Los informes preliminares indican que un número indeterminado de personas, que varía desde seis hasta más de siete, han perdido la vida en circunstancias que podrían estar relacionadas con la falta de electricidad. En Taboadela, Ourense, una familia fue hallada muerta por inhalación de monóxido de carbono tras encender un generador mal ventilado, destinado a mantener un respirador mecánico. Esta situación subraya la gravedad de la necesidad de atención médica continua y las consecuencias de depender de generadores en situaciones de emergencias.
Otro incidente devastador se produjo en Madrid, donde una mujer falleció y al menos 13 personas resultaron heridas debido a un incendio en una vivienda en Carabanchel. Las primeras investigaciones apuntan a que el incendio fue causado por una vela encendida durante el apagón. De igual manera, en Castilla y León, se reporta la muerte de un paciente con Esclerosis Lateral Amiotrófica (ELA) que dependía de un soporte vital que dejó de funcionar, lo que plantea cuestionamientos sobre la eficacia de los sistemas de respaldo en condiciones de emergencias.

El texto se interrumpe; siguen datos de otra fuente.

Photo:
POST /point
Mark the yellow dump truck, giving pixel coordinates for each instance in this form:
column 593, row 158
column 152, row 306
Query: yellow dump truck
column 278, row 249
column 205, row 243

Las muertes no se limitan solo a situaciones críticas. En una residencia de mayores en Vizcaya, una mujer que necesitaba oxígeno falleció debido al apagón. En Alzira, otro caso similar involucró a una mujer de 46 años que usaba un respirador. En un primer momento, la policía indicó que la muerte fue consecuencia de la falta de electricidad, aunque posteriormente se sugirió que fue muerte natural. Este tipo de confusión hace evidente la necesidad de protocolos claros para manejar emergencias de salud en situaciones de apagón.
Además de estos casos, en Coruña se registraron tres muertes adicionales, aunque no se ha confirmado su relación directa con el apagón. En Ferrol, un hombre fue encontrado sin vida por su sobrina, tras varios días sin poder contactarlo, mientras que en Betanzos y Dumbría, se informaron de dos muertes de adultos mayores en circunstancias poco claras. La falta de electricidad ha desvelado la vulnerabilidad de las poblaciones envejecidas y con problemas de salud en situaciones de crisis.
La situación ha llevado a un llamado generalizado para mejorar la infraestructura eléctrica y los protocolos de respuesta ante emergencias. La creación de la comisión de investigación es un paso en la dirección correcta, pero también es crucial que las autoridades evalúen la capacidad de los sistemas de respaldo médico para asegurar que no se repitan tragedias en el futuro. Un enfoque exhaustivo en la seguridad eléctrica y la salud pública será fundamental para prevenir incidentes similares.
En conclusión, el apagón en España ha revelado serias deficiencias en el manejo de situaciones de emergencia que afectan a los más vulnerables. A medida que se desarrollan las investigaciones, queda claro que la responsabilidad recae en las autoridades para proteger a los ciudadanos y garantizar que las futuras emergencias se manejen de una manera que minimice el riesgo de pérdidas de vidas. La sociedad debe mantenerse informada y presionar por cambios significativos que aseguren su seguridad y bienestar.